Portal

Portal1: Codeforces

Portal2: Luogu

Description

In mathematical terms, the sequence $F_n$ of Fibonacci numbers is defined by the recurrence relation

$$F_1 = 1; F_2 = 1; F_n = F_n - 1 + F_n - 2 (n > 2)$$

DZY loves Fibonacci numbers very much. Today DZY gives you an array consisting of $n$ integers: $a1, a2, \cdots , an$. Moreover, there are $m$ queries, each query has one of the two types:

1. Format of the query “1 l r“. In reply to the query, you need to add $F_i - l + 1$ to each element ai, where $l \le i \le r$.
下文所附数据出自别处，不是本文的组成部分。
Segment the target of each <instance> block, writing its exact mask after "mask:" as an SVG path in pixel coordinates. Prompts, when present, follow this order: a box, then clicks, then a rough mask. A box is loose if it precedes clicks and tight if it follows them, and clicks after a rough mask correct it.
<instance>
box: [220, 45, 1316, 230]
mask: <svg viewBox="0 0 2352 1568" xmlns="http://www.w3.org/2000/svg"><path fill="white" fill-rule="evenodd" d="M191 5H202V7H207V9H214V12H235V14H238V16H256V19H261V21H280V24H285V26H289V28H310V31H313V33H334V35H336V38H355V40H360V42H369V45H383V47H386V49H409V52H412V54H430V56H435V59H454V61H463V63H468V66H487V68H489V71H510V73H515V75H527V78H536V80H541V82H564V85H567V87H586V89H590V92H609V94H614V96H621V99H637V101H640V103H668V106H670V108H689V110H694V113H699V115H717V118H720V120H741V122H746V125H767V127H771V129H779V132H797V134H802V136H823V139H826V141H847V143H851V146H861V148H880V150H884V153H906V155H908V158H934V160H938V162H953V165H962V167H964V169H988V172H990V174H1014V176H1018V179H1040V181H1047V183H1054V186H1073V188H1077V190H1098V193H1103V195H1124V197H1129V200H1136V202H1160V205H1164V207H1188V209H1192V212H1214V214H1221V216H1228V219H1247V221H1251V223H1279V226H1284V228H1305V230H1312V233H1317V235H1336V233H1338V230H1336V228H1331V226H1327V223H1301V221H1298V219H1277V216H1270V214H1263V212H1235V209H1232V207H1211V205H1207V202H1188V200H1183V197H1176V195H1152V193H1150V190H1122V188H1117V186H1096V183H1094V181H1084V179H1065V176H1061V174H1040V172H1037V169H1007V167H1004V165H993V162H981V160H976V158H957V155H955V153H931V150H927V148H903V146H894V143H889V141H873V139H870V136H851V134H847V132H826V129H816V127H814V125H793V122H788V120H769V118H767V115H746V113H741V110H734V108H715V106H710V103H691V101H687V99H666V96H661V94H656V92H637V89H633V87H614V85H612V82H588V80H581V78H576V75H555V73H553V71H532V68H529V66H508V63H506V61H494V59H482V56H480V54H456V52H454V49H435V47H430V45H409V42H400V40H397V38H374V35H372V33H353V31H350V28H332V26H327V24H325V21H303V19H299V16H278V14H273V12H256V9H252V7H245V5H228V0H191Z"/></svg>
2. Format of the query “2 l r“. In reply to the query you should output the value of modulo $1000000009 (10^9 + 9)$.

Help DZY reply to all the queries.

Input

The first line of the input contains two integers $n$ and $m (1 \le n, m \le 300000)$. The second line contains $n$ integers $a_1, a_2, \cdots , a_n (1 \le ai \le 10^9)$ — initial array $a$ .

Then, $m$ lines follow. A single line describes a single query in the format given in the statement. It is guaranteed that for each query inequality $1 \le l \le r \le n$ holds.

Output

For each query of the second type, print the value of the sum on a single line.

Sample Input

4 4
1 2 3 4
1 1 4
2 1 4
1 2 4
2 1 3

Sample Output

17
12

Sample Explain

After the first query, $a = [2, 3, 5, 7]$.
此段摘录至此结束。